There are some roadblocks in this prosperous path, as the article points out. Most salient, businesses are “more constrained in the claims they can make” than politicians, presumably by the law of fraud (in its various guises). But there is a solution to this problem: encourage consumers to make their own persuasive advertising by creating “social networks around products and brands . . .” In the future, we should anticipate that such social persuasion will become an increasingly prevalent aspect of corporate marketing efforts, just as politicians have worked to co-opt social networking sites for their own ends.

Why? Because consumers have fewer defenses to social persuasion, and aren’t cynical about it yet. Moreover, social persuasion is probably less subject to legal sanction in the general case (indeed, it may be immune under circumstances where the same language if spoken by the corporation would be actionable). It is also, obviously, cheaper to produce. The downside (loss of control over message) is probably something that corporations will learn to live with. (I thank my lunch companion for pointing this problem out to me!)

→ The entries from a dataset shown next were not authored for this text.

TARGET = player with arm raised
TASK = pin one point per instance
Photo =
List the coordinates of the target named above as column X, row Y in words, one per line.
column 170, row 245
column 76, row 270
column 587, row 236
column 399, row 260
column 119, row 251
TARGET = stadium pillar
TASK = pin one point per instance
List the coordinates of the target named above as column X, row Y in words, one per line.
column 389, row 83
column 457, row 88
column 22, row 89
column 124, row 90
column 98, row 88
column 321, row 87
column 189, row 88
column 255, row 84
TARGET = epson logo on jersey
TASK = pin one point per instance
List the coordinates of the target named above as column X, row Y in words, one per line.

What’s wrong with a society in which most speech that you hear is designed to persuade you to consume? When framed that way, some might immediately respond: nothing! After all, no one is being compelled to any particular purchase. If the consumer market is efficient, and consumers had a taste not to consume, wouldn’t savvy marketers satisfy the taste with a unpersuasive campaign? (The idea is silly on its face, but isn’t it sort of what Saturn and Berkshire Hathaway were/are up to?) Even assuming that the consumer product market is somehow irrational, marketers would presumably compete to satisfy whatever inefficient desires are extant.

But I doubt that market rhetoric is going to provide satisfying answers to whether the law should work to hinder a total persuasion society. I haven’t fully thought this issue through, but my starting point is an essay by Jonathan Franzen called Imperial Bedroom, in his book How to Be Alone. Franzen attacks privacy advocates for focusing on privacy as just problem of being from free from others’ (corporations, the government, space aliens, the U.N., etc.) prying eyes and grasping hands.


Instead, the real loss of privacy in modern society is the “public sphere.” He argues that Americans increasingly do not differentiate between public matters and private ones, that there are few places where “codes of dress and behavior are routinely enforced, personal disclosures are penalized, and formality is still the rule.” Elsewhere, private life is “brutally invading” public spaces, through the media, cellphones, public conversations about private matters, and, in short, a “pajama-party world.”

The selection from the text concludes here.